Randomized placebo-controlled interventional trial to investigate the effect of oral magnesium supplementation on intracellular magnesium in subjects with chronic kidney disease. We hypothesize that oral magnesium supplementation will increase intracellular magnesium in subjects with chronic kidney disease as well as increase serum magnesium.

Chronic kidney disease (CKD) is associated with increase cardiovascular morbidity and mortality independent of traditional cardiovascular risk factors due to increased vascular calcification. Epidemiological and experimental data suggest that hypermagnesemia and magnesium supplementation reduce vascular calcification in chronic kidney disease by increasing calcium/phosphate solubility in serum, by inhibiting calcium influx into vascular smooth muscle cells (VSMC), by inhibiting intracellular pro-calcification enzymes in VSMC and by increasing activity of intracellular anti-calcification enzymes in VSMC. A trial to investigate the effect of oral magnesium supplementation on vascular calcification in subjects with CKD is currently being planned, but prior to initiating such a trial it is necessary to determine the dose of oral magnesium needed to increase intracellular magnesium and serum magnesium.

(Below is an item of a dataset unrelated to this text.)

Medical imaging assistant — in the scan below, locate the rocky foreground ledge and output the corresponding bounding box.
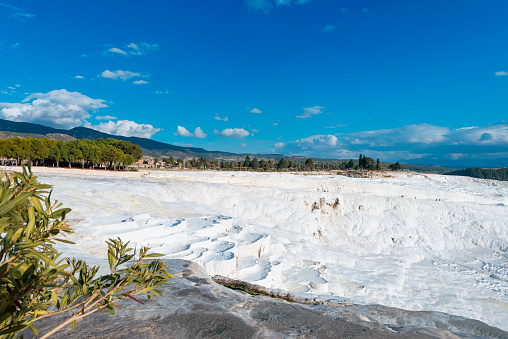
[25,260,508,338]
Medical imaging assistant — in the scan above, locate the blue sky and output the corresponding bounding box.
[0,0,508,165]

Serum calcium, phosphate, parathyroid hormone (PTH), fibroblast growth factor 23 (FGF-23), 25-(OH)-hydroxy vitamin D, 1,25-(OH)-dihydroxy vitamin D as well as urine calcium and phosphate.

Inclusion Criteria: Estimated Glomerular filtration rate (eGFR) < 60 mL/min. Serum magnesium < 0.82 mmol/L. Written informed consent. Exclusion Criteria: Hemodialysis. Peritoneal dialysis. Kidney transplant recipient. Parathyroid hormone > 600 pg/L. Pregnancy. Comorbidity that makes study participation and completion impossible.